Sudah banyak penelitian tentang Dexmedetomidine sebagai obat pilihan sedasi di unit perawatan intensif pada pasien yang menggunakan ventilator mekanik, dan Dexmedetomidine sebagai obat tunggal pada operasi awake craniotomy serta kombinasi dengan anestesi lokal pada operasi minimal invasif, operasi otak fungsional. Namun pengaruhnya pada kebutuhan pemeliharaan anestesi (Sevoflurane dan Fentanyl) serta pengaruhnya pada kondisi klinis pasien [(slack brain), kecepatan pulih sadar, dan stabilitas hemodinamik] yang menjalani operasi kraniotomi belum diteliti. Tujuan penelitian ini untuk mengetahui apakah penambahan Dexmedetomidine intravena pada general anestesi (Sevoflurane dan Fentanyl) lebih efektif (berkurangnya kebutuhan konsentrasi Sevoflurane dan opioid), kondisi lapangan operasi yang baik (slack brain), terjaganya stabilitas hemodinamik dan serta pulih sadar yang cepat untuk pasien).

 

B. Rumusan Masalah

Apakah penambahan Dexmedetomidine Intravena dapat menurunkan kebutuhan obat untuk pemeliharaan anestesi dan memberikan kondisi klinis yang lebih baik pada pasien kraniotomi?

 

C. Tinjauan Pustaka

Kraniotomi

Kraniotomi adalah operasi memindahkan bagian tulang kepala untuk dapat mengakses otak. Alat-alat khusus diperlukan untuk mengangkat bagian tulang tersebut (bone flap). Bone flap untuk sementara waktu dipindahkan, lalu dikembalikan setelah operasi otak selesai dilakukan (Yale Med School, 2011)

Mekanisme Aksi Dexmedetomidine

Dexmedetomidine, senyawa imidazole, adalah dextroisomer Medetomidine yang aktif secara farmakologis yang menunjukkan sifat agonis ?2-adrenoseptor yang spesifik dan selektif. Mekanisme aksinya unik dan berbeda dari obat-obat sedasi lainnya, termasuk Clonidine. Aktivasi reseptor di dalam otak dan batang spinal menghambat sinyal neuronal, menyebabkan hipotensi, bradikardi, sedasi dan analgesia. Respons aktivasi dari reseptor pada area yang berbeda meliputi berkurangnya salivasi, berkurangnya sekresi, dan menurunnya motilitas usus dalam traktus gastrointestinal, menurunnya kontraksi vaskular dan otot polos lainnya, inhibisi pelepasan renin, peningkatan filtrasi glomerolus, dan peningkatan sekresi sodium dan air dalam ginjal; penurunan tekanan intraokular; penurunan pelepasan insulin dari pankreas.

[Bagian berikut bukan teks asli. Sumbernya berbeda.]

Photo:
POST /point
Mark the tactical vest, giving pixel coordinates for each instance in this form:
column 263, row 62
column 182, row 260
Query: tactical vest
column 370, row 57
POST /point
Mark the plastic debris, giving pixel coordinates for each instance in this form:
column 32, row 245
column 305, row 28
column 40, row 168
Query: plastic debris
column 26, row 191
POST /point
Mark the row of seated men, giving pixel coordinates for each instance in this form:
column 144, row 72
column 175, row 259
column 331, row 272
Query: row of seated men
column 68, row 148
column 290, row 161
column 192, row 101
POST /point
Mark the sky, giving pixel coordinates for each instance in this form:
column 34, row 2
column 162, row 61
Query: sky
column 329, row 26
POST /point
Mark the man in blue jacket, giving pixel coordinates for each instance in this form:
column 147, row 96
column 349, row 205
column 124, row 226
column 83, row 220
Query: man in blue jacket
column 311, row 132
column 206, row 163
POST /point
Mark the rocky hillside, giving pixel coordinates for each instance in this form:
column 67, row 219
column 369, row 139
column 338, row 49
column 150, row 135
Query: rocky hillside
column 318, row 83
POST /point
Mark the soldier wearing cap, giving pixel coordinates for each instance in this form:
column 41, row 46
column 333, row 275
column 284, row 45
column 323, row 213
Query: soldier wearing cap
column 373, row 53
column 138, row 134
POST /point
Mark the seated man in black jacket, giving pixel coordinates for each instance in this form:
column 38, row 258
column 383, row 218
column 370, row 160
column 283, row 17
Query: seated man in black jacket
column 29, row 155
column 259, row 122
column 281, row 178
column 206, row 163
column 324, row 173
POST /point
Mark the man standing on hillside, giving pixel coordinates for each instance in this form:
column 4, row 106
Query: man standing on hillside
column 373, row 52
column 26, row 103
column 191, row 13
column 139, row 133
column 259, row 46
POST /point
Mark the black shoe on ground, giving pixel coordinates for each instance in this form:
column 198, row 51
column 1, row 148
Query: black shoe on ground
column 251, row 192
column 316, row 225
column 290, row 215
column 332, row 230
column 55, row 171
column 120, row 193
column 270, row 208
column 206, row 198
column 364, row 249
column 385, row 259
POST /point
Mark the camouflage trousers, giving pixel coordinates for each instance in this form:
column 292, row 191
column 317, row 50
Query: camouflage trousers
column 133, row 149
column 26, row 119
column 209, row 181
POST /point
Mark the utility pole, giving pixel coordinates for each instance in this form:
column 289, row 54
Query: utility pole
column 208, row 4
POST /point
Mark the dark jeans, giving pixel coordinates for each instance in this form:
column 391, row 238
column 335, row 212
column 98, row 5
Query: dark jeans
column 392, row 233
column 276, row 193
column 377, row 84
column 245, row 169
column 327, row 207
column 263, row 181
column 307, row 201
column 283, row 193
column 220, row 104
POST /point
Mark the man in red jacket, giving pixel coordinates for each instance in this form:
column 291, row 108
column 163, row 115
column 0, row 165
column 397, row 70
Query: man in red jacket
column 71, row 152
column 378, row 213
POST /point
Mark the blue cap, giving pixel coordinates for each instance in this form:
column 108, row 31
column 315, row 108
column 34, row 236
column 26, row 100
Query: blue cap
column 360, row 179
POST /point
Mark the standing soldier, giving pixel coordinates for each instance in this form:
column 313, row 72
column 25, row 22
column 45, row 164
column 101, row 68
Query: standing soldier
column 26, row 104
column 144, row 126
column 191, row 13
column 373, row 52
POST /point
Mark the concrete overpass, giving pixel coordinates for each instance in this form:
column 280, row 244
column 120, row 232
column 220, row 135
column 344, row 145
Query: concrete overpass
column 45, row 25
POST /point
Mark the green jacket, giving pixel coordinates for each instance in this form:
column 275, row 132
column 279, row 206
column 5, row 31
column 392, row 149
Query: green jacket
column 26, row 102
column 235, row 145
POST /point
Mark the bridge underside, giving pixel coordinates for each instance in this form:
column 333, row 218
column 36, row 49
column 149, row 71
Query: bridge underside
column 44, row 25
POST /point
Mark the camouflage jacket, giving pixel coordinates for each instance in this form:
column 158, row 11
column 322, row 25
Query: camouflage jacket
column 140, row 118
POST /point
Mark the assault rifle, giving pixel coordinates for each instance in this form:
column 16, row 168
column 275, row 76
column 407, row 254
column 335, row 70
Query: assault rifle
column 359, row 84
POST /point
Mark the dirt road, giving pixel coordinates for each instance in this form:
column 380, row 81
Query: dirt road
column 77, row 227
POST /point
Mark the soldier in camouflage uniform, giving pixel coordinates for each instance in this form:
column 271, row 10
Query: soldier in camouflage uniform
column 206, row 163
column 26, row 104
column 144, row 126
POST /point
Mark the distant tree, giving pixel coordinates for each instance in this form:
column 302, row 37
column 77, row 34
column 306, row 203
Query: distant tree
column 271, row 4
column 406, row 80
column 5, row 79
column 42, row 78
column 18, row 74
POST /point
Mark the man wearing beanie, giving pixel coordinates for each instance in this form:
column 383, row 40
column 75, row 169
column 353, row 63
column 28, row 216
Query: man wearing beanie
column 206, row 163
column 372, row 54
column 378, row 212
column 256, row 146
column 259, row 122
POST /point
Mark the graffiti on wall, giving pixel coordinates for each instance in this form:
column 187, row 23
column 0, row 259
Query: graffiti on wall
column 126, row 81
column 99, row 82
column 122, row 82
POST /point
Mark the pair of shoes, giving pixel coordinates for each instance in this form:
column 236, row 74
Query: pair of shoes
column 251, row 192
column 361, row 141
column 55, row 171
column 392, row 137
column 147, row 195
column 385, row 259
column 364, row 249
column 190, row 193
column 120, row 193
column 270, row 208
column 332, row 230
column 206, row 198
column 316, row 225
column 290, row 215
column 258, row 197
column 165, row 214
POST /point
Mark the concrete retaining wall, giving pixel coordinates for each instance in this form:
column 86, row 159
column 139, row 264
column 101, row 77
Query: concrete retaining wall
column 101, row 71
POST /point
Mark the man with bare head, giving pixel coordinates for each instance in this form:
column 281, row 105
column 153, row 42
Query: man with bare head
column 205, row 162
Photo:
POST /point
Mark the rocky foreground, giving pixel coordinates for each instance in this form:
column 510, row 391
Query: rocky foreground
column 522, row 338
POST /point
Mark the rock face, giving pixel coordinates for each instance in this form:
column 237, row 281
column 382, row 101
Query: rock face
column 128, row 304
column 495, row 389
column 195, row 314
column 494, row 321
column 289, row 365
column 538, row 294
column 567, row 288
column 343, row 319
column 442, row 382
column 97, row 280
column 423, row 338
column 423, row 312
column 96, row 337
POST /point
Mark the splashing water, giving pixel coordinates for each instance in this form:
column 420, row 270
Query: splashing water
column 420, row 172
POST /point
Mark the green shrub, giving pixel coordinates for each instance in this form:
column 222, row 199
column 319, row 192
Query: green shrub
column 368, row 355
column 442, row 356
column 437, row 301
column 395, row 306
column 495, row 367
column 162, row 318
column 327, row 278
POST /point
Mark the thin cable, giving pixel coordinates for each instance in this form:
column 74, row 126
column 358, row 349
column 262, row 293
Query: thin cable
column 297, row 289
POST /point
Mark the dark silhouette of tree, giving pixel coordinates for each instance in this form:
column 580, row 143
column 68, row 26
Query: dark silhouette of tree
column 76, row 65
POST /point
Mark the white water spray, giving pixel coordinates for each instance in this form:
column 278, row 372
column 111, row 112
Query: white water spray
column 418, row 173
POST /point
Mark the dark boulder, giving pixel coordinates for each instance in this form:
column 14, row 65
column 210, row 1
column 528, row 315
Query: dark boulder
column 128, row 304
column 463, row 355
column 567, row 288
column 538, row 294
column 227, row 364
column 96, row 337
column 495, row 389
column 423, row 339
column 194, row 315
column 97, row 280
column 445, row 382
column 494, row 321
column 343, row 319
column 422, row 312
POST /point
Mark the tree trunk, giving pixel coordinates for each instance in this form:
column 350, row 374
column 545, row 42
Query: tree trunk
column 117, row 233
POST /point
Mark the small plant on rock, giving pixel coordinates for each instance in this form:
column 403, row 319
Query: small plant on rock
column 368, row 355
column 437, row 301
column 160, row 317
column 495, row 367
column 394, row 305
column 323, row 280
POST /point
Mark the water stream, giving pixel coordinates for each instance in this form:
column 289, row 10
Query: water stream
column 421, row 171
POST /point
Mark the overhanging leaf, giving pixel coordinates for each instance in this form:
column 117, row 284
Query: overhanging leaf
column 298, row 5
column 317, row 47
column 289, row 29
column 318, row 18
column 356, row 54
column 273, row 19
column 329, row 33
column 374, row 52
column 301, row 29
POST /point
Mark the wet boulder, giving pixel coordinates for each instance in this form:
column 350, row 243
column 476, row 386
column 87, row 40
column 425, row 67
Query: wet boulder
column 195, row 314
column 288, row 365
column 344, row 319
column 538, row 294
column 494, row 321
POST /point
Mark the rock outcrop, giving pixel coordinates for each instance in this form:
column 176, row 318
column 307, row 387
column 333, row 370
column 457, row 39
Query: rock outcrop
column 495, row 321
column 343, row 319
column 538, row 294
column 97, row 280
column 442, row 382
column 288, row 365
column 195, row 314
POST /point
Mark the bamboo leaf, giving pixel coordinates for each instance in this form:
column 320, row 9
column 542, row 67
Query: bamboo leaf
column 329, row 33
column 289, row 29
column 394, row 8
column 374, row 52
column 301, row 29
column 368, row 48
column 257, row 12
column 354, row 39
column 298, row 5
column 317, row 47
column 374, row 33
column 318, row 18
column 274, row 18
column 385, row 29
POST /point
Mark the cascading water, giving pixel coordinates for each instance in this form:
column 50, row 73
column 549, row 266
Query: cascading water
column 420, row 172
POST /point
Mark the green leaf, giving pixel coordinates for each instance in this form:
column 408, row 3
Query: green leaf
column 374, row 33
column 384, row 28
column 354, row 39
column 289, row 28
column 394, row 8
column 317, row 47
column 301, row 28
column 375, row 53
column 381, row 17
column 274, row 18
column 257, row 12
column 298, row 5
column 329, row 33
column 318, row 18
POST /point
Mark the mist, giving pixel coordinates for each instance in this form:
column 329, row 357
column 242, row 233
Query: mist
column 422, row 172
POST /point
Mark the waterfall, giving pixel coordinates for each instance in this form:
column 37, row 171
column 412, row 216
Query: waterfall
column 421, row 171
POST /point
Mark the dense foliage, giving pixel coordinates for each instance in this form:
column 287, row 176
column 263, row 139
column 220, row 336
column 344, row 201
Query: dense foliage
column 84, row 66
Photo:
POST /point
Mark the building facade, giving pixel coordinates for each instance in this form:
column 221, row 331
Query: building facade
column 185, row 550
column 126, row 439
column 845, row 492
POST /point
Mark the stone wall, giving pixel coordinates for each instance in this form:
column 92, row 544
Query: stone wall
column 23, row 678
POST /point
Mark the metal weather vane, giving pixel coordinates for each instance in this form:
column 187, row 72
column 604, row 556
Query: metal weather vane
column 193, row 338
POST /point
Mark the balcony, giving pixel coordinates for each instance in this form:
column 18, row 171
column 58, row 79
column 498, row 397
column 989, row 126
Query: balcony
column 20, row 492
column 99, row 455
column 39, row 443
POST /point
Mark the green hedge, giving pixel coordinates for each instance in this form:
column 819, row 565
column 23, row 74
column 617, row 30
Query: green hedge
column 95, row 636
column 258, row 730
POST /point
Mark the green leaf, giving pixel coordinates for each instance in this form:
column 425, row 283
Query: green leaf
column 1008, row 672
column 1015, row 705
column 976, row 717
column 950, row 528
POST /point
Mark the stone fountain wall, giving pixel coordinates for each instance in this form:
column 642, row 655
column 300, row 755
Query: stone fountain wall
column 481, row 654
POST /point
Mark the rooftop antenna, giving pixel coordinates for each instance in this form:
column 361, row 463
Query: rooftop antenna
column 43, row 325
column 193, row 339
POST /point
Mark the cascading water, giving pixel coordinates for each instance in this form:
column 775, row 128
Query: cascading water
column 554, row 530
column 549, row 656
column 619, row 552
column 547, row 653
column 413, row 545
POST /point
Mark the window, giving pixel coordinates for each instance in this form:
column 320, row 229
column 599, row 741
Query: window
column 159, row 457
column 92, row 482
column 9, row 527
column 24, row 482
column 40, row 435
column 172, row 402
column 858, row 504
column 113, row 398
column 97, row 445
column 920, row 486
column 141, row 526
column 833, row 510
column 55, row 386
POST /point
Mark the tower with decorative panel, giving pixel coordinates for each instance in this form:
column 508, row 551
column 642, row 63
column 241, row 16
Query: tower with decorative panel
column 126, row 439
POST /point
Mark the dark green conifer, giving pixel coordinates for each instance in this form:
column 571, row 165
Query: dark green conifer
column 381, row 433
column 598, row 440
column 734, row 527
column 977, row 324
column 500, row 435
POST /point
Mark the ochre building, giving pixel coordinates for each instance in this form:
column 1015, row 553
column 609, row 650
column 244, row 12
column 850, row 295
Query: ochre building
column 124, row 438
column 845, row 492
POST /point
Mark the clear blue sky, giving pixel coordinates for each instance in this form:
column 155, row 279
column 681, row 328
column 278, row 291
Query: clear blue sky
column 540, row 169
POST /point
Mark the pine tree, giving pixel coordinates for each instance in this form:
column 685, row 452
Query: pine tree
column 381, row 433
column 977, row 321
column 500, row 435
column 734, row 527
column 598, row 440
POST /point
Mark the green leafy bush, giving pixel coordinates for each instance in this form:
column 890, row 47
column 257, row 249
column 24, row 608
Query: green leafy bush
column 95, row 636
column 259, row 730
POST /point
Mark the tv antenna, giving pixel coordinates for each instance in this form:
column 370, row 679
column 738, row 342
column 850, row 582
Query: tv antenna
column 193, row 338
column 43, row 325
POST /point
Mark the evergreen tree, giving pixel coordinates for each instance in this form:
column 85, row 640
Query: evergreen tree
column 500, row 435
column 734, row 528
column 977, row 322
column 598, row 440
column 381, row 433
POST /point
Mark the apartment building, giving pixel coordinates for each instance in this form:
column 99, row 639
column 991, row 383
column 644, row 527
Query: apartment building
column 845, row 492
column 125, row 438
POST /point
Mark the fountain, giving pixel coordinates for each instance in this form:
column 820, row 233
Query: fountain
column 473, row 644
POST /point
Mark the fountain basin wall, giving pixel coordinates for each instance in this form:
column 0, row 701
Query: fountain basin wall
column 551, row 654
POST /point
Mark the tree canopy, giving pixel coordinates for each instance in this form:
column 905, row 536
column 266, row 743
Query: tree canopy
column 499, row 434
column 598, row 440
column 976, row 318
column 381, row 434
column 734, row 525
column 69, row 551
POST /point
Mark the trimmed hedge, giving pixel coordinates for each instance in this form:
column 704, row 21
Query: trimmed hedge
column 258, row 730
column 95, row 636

Farmakodinamik Dexmedetomidine

Dexmedetomidine adalah sebuah agonis -adrenoseptor dengan selektifitas terhadap -adrenoseptor tergantung pada dosis. Penelitian pada binatang yang diberikan dosis rendah sampai menengah (10-300 g/Kg) afinitas terjadi selektifitas pada reseptor 2 dibandingkan dengan 1. Pada dosis yang lebih tinggi (>1000 ug/Kg) atau dalam infus cepat, baik aktifitas ?1- dan ?2-adrenoseptor sama-sama terjadi. Mayoritas pasien yang menerima Dexmedetomidine sebagai terapi utama mengalami pengalaman sedasi yang efektif, walaupun mudah dibangunkan, salah satu keunggulan yang unik dari Dexmedetomidine yang tidak terjadi pada obat sedian sedasi lainnya. Penelitian klinis mengindikasikan bahwa pasien yang diterapi dengan Dexmedetomidine tidak membutuhkan atau hanya membutuhkan sedikit terapi tambahan. Hal ini tampak sangat berbeda dengan pasien yang tidak menerima Dexmedetomidine.

 

D. Metode Penelitian Skripsi

Penelitian dilakukan di dalam kamar operasi RSUD DR. Moewardi Surakarta. Desain penelitian Randomized Control Trial Double Blind, 32 pasien anak dan dewasa (ASA II dan III, usia 6-85 tahun) yang menjalani operasi Kraniotomi dilakukan randomisasi untuk masuk dalam dua kelompok yaitu Grup I (yang ditambahkan Plasebo) dan Grup II (yang ditambahkan Dexmedetomidine) dari awal premedikasi dan selama pemeliharaan. Tatalaksana neuro anestesi standar diterapkan pada penelitian ini.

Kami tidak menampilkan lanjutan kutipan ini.